Expectations play an important role in modern economic theories. 2011 Nobel price winners Sargent and Sims do research centered around the rational expectations framework.
The econometric learning approach, as I understand it, tries to model economic agents as forming expectations, on the basis of some learning methodology extracting and updating forecasting models. This means independent whether the expectations are rational.
As in machine learning in general such models might be extracted purely from data or combined with some mathematical forms that's parameters might be calibrated and re-calibrated towards concrete market behavior in an intelligent manner (in principle like outlined in the Blank Swan Of Metal Treatment, if I have this right)
But it might be that it is preferable that the agents start with little knowledge.
However, the methodological ingredients are in Mathematica 8 (comprehensive Statistics and Probability Superfunctions, fitness for the petabyte age) and mlf (creating understandable computational models from data in an multi-strategy and multi-method environment atop Mathematica).
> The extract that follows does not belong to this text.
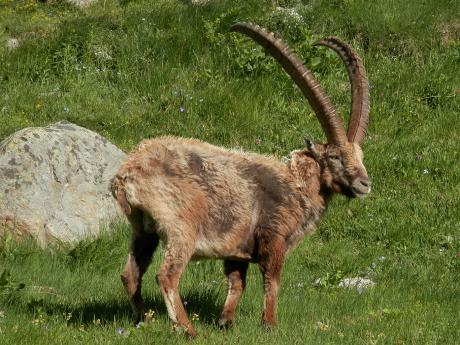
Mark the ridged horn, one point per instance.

This is the first time that I announce that we work on integrating both into a system that speaks the domain-specific language of econometrics and emphasize on the above mentioned learning aspects and hope to make systems more adaptive.
I find the challenges very well expressed in Learning in macroeconomics .. especially do we need to see market participants as players in the econometrics game, as we saw options trades as players of the game of Black Scholes options theory?